Pepé, anxious to repair as far as possible the involuntary injury that he had caused to the Mediana family, walked along with an elastic step. Fabian alone did not seem happy, and after a quarter of an hour he stopped, saying that he needed rest. All three sat down on a little hillock, and Pepé, pointing to the mountains, cried, in a tone of gay reproach, “What! Don Fabian! does not the neighbourhood of those places, so fertile in gold, give new vigour to your limbs?”
“No,” replied Fabian, “for I shall not go a step further in that direction till sunrise.”
“Ah!” said Bois-Rose, “and why not?”
“Why? Because this is a cursed place—a place where he—whom before you I loved as a father—was assassinated; because a thousand dangers surround you, and I have already exposed you too much by making you espouse my cause.”

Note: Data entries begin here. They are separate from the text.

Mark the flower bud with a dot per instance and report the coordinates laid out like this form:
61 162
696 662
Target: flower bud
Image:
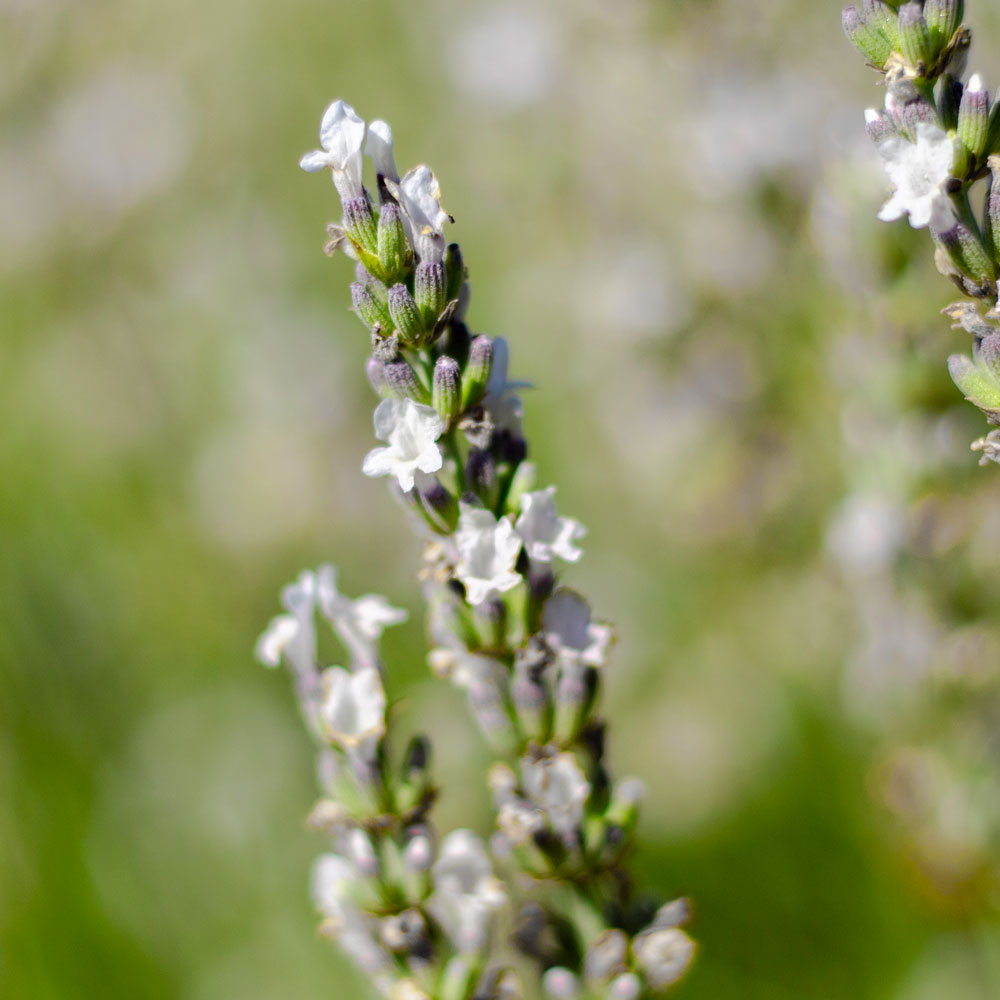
974 117
966 252
428 290
993 209
375 370
882 18
374 314
402 382
477 371
531 703
405 315
943 18
454 271
446 392
393 250
879 125
867 40
914 37
359 222
626 987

“What are these dangers that we three together cannot brave? Can they be greater than what we have just passed through? And if it please Pepé and I to incur them for you, what then?”
“These dangers are of all kinds,” replied Fabian, “why deceive oneself longer? Does not everything prove that Don Estevan knows also of the existence of the Golden Valley?”

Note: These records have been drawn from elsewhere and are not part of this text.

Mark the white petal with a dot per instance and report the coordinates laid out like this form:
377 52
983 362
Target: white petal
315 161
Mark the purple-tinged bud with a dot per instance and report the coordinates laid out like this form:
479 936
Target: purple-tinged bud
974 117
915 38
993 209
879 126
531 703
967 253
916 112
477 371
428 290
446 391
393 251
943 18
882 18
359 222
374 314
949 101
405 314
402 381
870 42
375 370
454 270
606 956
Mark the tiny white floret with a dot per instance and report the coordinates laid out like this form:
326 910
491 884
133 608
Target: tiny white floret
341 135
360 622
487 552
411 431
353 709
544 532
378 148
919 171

“Well, and what do you conclude from that?”
“That three men cannot prevail against sixty.”
“Listen, my child,” replied Bois-Rose with some impatience, “it was before engaging in this enterprise that we should have made these reflections; now they are too late, and why do you not think to-day as you did yesterday?”
“Because yesterday I was blinded by passion; because affection has now taken its place; because I do not hope to-day what I hoped yesterday.”